En Haïti, les transitions politiques se sont souvent limitées à des changements de visages ou d’équipes, sans toucher aux structures économiques et institutionnelles qui reproduisent la dépendance et l’instabilité. Cela rejoint la théorie de la dépendance (André Gunder Frank, Theotonio dos Santos) : les pays périphériques restent bloqués dans un modèle économique qui les rend dépendants des centres de décision extérieurs et de l’importation, même lorsque le pouvoir politique change.

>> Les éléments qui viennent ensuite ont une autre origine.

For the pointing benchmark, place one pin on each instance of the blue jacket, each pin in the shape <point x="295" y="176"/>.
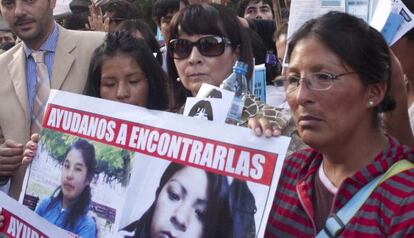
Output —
<point x="85" y="227"/>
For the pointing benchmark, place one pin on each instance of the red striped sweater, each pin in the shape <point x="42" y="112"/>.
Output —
<point x="388" y="212"/>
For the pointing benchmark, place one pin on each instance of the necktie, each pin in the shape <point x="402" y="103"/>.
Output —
<point x="42" y="91"/>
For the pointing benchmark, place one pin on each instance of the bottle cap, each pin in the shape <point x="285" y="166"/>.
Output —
<point x="271" y="58"/>
<point x="240" y="67"/>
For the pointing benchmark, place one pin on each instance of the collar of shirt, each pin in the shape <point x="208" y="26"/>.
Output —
<point x="49" y="45"/>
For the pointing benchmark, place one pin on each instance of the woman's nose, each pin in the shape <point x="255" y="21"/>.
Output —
<point x="181" y="217"/>
<point x="122" y="91"/>
<point x="303" y="93"/>
<point x="69" y="174"/>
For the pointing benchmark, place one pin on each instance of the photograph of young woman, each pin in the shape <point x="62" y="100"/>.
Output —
<point x="68" y="205"/>
<point x="189" y="202"/>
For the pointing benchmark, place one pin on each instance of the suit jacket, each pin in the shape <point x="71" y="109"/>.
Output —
<point x="69" y="73"/>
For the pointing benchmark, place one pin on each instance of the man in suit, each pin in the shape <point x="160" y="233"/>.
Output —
<point x="67" y="55"/>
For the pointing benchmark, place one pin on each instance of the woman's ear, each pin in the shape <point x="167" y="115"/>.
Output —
<point x="375" y="94"/>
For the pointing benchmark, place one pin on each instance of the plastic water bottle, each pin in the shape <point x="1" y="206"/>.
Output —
<point x="236" y="83"/>
<point x="273" y="67"/>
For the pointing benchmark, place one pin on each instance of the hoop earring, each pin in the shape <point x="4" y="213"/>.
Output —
<point x="370" y="103"/>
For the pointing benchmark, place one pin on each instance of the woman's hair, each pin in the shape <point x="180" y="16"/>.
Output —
<point x="357" y="44"/>
<point x="217" y="222"/>
<point x="134" y="25"/>
<point x="81" y="205"/>
<point x="202" y="106"/>
<point x="162" y="8"/>
<point x="205" y="19"/>
<point x="124" y="43"/>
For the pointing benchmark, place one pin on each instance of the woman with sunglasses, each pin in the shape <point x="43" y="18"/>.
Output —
<point x="337" y="84"/>
<point x="204" y="43"/>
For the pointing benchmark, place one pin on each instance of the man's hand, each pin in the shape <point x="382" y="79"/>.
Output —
<point x="96" y="19"/>
<point x="11" y="155"/>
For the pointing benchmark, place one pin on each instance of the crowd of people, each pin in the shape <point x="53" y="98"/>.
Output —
<point x="349" y="98"/>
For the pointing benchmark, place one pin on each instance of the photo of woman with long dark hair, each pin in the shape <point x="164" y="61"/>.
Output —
<point x="189" y="202"/>
<point x="68" y="205"/>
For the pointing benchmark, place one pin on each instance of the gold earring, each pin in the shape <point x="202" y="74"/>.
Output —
<point x="370" y="103"/>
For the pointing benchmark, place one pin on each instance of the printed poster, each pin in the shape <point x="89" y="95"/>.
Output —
<point x="106" y="169"/>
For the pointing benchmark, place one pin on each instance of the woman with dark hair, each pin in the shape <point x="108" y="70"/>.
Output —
<point x="189" y="202"/>
<point x="204" y="43"/>
<point x="123" y="69"/>
<point x="220" y="40"/>
<point x="337" y="83"/>
<point x="69" y="204"/>
<point x="140" y="30"/>
<point x="202" y="109"/>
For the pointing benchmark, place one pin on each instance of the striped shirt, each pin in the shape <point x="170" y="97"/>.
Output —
<point x="49" y="46"/>
<point x="388" y="212"/>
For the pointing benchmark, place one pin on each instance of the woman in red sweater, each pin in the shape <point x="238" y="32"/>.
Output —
<point x="337" y="84"/>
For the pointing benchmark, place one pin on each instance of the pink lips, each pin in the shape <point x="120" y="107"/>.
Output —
<point x="195" y="75"/>
<point x="68" y="186"/>
<point x="167" y="234"/>
<point x="308" y="120"/>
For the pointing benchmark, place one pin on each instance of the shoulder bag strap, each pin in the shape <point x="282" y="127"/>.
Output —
<point x="336" y="222"/>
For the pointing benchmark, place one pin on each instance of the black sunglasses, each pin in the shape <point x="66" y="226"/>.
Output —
<point x="209" y="46"/>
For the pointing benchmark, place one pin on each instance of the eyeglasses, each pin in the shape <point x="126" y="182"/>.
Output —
<point x="319" y="81"/>
<point x="209" y="46"/>
<point x="116" y="19"/>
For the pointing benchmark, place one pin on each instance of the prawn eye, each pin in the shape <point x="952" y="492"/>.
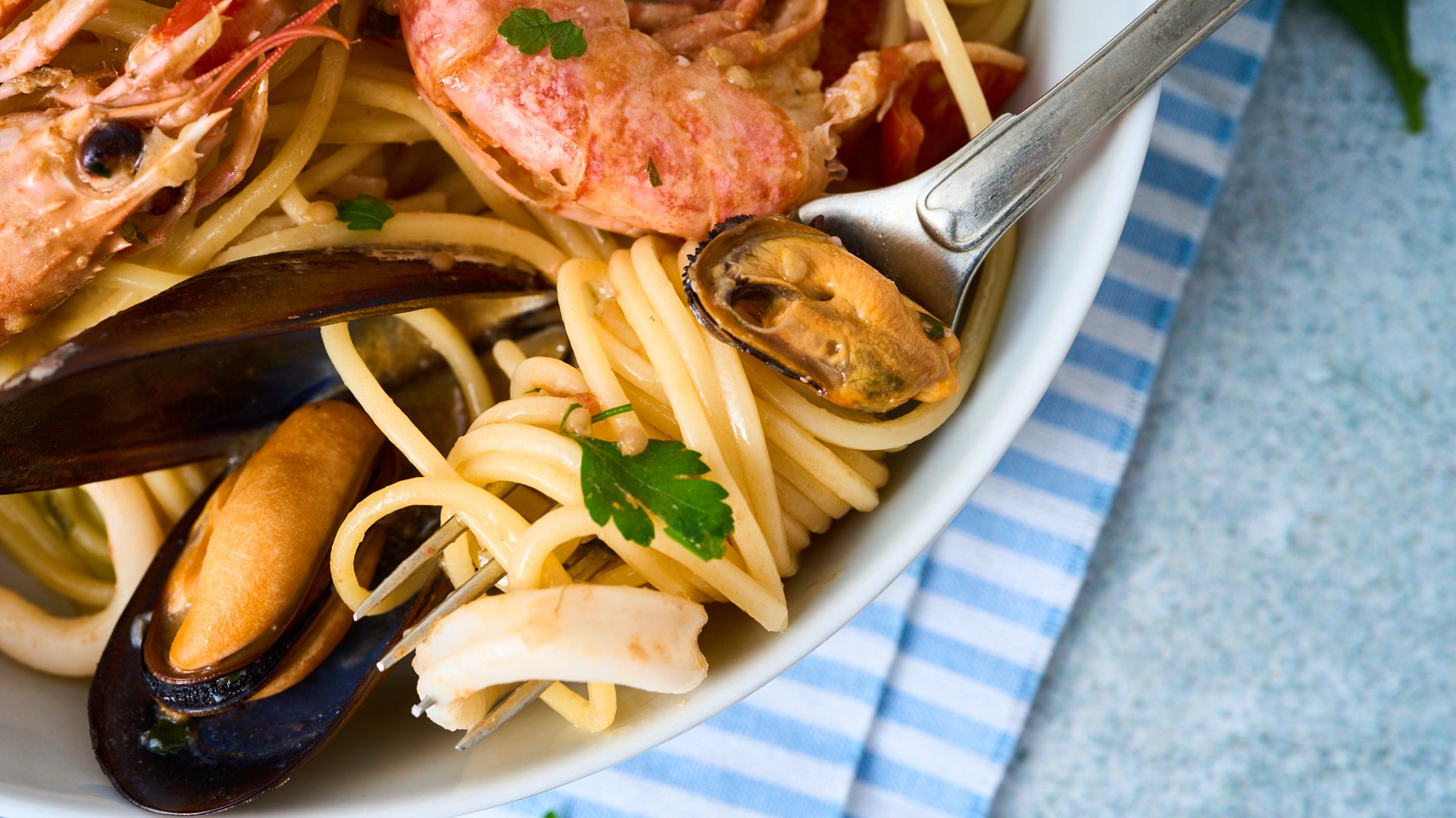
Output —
<point x="110" y="148"/>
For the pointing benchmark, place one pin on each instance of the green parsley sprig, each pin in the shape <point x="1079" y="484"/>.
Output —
<point x="364" y="213"/>
<point x="532" y="30"/>
<point x="664" y="479"/>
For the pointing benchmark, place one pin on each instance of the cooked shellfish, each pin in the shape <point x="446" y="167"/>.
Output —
<point x="794" y="297"/>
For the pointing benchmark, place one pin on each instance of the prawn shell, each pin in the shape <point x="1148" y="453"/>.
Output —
<point x="235" y="756"/>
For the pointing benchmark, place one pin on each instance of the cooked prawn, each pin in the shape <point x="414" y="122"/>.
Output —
<point x="92" y="170"/>
<point x="577" y="137"/>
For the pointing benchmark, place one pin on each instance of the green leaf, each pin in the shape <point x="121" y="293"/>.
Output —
<point x="532" y="30"/>
<point x="364" y="213"/>
<point x="933" y="328"/>
<point x="664" y="479"/>
<point x="1383" y="27"/>
<point x="165" y="737"/>
<point x="612" y="412"/>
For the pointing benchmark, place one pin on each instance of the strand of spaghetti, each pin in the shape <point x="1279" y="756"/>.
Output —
<point x="551" y="464"/>
<point x="494" y="524"/>
<point x="39" y="552"/>
<point x="573" y="295"/>
<point x="235" y="214"/>
<point x="72" y="645"/>
<point x="801" y="508"/>
<point x="874" y="472"/>
<point x="145" y="281"/>
<point x="374" y="129"/>
<point x="950" y="50"/>
<point x="601" y="241"/>
<point x="412" y="445"/>
<point x="992" y="22"/>
<point x="543" y="411"/>
<point x="568" y="235"/>
<point x="764" y="604"/>
<point x="895" y="27"/>
<point x="797" y="535"/>
<point x="284" y="117"/>
<point x="820" y="461"/>
<point x="595" y="713"/>
<point x="411" y="229"/>
<point x="446" y="339"/>
<point x="686" y="333"/>
<point x="427" y="201"/>
<point x="797" y="475"/>
<point x="169" y="492"/>
<point x="690" y="415"/>
<point x="373" y="85"/>
<point x="302" y="211"/>
<point x="753" y="447"/>
<point x="546" y="374"/>
<point x="333" y="167"/>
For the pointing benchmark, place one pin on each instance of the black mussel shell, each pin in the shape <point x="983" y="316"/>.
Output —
<point x="235" y="756"/>
<point x="205" y="693"/>
<point x="183" y="374"/>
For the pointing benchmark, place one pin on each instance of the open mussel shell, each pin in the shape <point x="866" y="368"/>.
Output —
<point x="795" y="298"/>
<point x="183" y="374"/>
<point x="230" y="757"/>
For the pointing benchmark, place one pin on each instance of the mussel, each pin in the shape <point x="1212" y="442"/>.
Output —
<point x="224" y="674"/>
<point x="800" y="301"/>
<point x="235" y="660"/>
<point x="183" y="374"/>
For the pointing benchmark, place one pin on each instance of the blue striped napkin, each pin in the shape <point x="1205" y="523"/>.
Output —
<point x="916" y="706"/>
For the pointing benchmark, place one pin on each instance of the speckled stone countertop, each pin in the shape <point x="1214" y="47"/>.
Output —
<point x="1270" y="620"/>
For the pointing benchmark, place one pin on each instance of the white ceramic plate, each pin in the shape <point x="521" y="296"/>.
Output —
<point x="386" y="763"/>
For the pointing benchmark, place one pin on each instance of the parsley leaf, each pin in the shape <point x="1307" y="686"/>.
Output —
<point x="663" y="481"/>
<point x="933" y="328"/>
<point x="364" y="213"/>
<point x="612" y="412"/>
<point x="1383" y="28"/>
<point x="532" y="30"/>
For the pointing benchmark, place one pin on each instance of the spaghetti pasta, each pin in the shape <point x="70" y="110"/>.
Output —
<point x="788" y="462"/>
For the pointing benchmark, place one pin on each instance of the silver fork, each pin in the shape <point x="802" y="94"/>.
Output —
<point x="939" y="224"/>
<point x="931" y="233"/>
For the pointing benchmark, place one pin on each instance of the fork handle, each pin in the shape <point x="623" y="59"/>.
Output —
<point x="971" y="198"/>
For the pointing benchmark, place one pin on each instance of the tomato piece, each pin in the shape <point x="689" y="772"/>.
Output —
<point x="848" y="30"/>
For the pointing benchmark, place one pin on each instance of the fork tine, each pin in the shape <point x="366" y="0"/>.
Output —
<point x="478" y="584"/>
<point x="504" y="710"/>
<point x="430" y="549"/>
<point x="581" y="565"/>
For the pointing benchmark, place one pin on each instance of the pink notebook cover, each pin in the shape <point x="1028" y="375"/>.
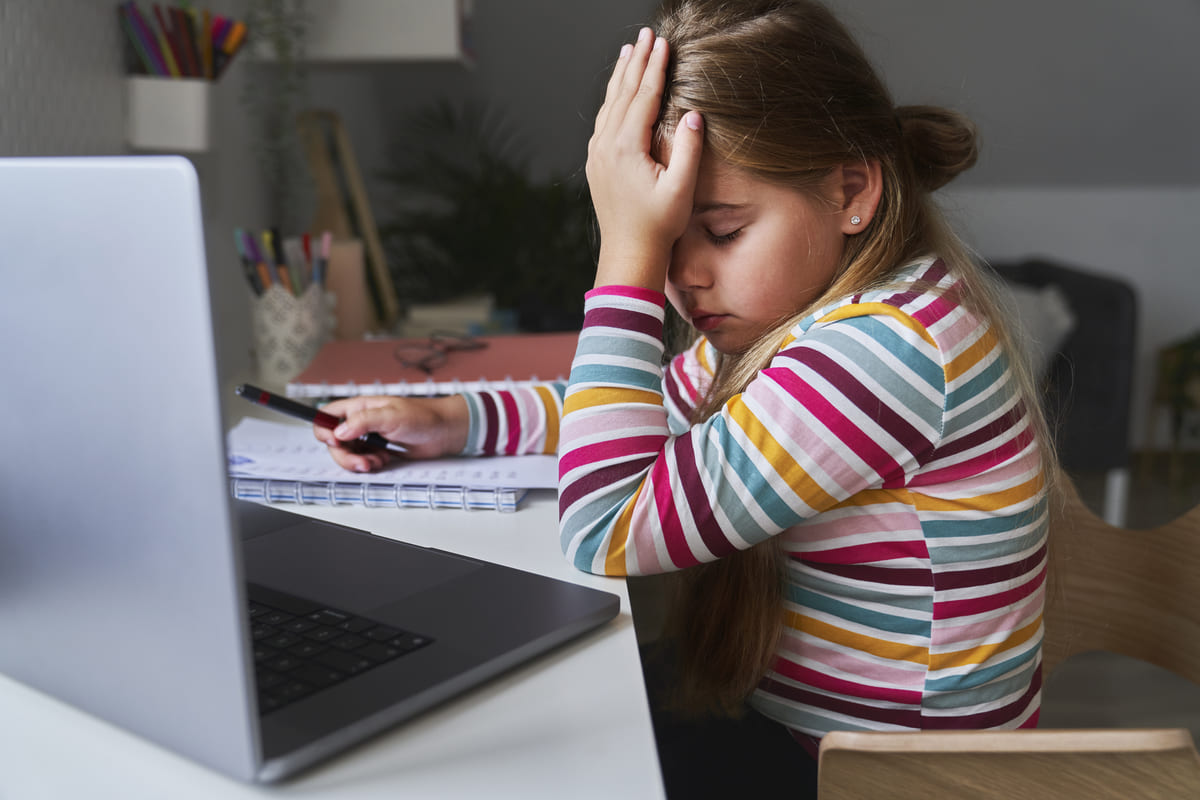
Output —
<point x="370" y="366"/>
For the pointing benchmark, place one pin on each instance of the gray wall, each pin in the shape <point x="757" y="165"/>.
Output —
<point x="1087" y="109"/>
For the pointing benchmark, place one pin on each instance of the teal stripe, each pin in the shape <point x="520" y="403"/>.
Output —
<point x="861" y="594"/>
<point x="799" y="719"/>
<point x="965" y="553"/>
<point x="739" y="461"/>
<point x="607" y="346"/>
<point x="617" y="376"/>
<point x="599" y="516"/>
<point x="985" y="527"/>
<point x="857" y="614"/>
<point x="883" y="331"/>
<point x="978" y="678"/>
<point x="987" y="384"/>
<point x="983" y="693"/>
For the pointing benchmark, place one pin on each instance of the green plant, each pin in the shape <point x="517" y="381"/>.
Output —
<point x="271" y="96"/>
<point x="468" y="217"/>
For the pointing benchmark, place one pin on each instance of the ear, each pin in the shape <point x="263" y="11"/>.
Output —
<point x="858" y="186"/>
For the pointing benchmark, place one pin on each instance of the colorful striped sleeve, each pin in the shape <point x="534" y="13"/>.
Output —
<point x="855" y="403"/>
<point x="515" y="421"/>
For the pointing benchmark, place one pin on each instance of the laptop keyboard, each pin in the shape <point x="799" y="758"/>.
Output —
<point x="301" y="647"/>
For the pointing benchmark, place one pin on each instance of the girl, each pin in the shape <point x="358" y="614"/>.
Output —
<point x="847" y="467"/>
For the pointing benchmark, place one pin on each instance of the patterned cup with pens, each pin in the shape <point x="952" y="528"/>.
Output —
<point x="292" y="313"/>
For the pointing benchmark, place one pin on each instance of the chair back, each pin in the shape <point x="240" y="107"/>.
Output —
<point x="1009" y="764"/>
<point x="1111" y="589"/>
<point x="1121" y="590"/>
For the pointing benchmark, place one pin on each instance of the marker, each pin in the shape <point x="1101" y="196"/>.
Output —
<point x="310" y="414"/>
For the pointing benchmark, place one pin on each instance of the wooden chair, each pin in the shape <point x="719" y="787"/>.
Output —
<point x="1127" y="591"/>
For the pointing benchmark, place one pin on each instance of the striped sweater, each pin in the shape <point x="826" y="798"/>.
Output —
<point x="886" y="443"/>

À l’inverse, plusieurs pays africains – Mali, Niger, Burkina Faso, mais aussi Togo, Tchad ou Gabon – ont profité de leurs périodes transitoires pour impulser des réformes économiques et institutionnelles structurantes. Ces transitions, même courtes et fragiles, sont devenues de véritables leviers de transformation. Elles se rapprochent de l’approche du développement endogène (François Perroux, Gunnar Myrdal) : construire la croissance sur ses propres ressources, ses propres filières et son capital humain, plutôt que d’attendre des flux extérieurs.
Ce qu’Haïti pourrait faire pendant une transition
Pour sortir de la simple gestion de crise et faire de la transition un moteur de progrès, Haïti pourrait :
- Réformer le code douanier et la fiscalité afin de stimuler la production nationale et d’augmenter durablement les recettes publiques – ce qui correspond à l’approche keynésienne : renforcer les capacités de l’État pour investir et créer un effet multiplicateur sur l’économie ;
- Mettre en place un plan national d’investissements productifs (infrastructures, agriculture, numérique, énergie) financé par des partenariats public-privé et des ressources internes. Cela s’inspire de la théorie de l’industrialisation par substitution aux importations (Raúl Prebisch) qui a permis à plusieurs pays de diversifier leur économie et de réduire leur dépendance extérieure ;
- Valoriser ses ressources existantes (zones franches, tourisme, produits agricoles) en créant des chaînes de valeur locales au lieu d’exporter brut – approche liée à la montée en gamme des filières (Michael Porter, théorie de l’avantage compétitif des nations) ;
- Lier sécurité et économie : créer massivement des emplois via la reconstruction d’une armée et d’une police renforcées, accompagnées de programmes de formation et de réinsertion. Cela rejoint les théories du capital humain (Gary Becker) : plus un pays investit dans ses forces productives et dans la formation, plus il accroît sa productivité et sa stabilité.
Enjeux
Ces orientations reprennent l’esprit du développement endogène : utiliser ses propres ressources et son capital humain pour se relever. Elles s’attaquent à la racine des blocages – les structures économiques et institutionnelles – et non seulement aux symptômes.
Sans rupture réelle, Haïti restera prisonnière d’un modèle où les élites entretiennent la dépendance et l’instabilité.
Mais avec un véritable agenda économique de transition, le pays pourrait transformer son Conseil présidentiel d’un simple organe symbolique en un moteur de modernisation et de progrès.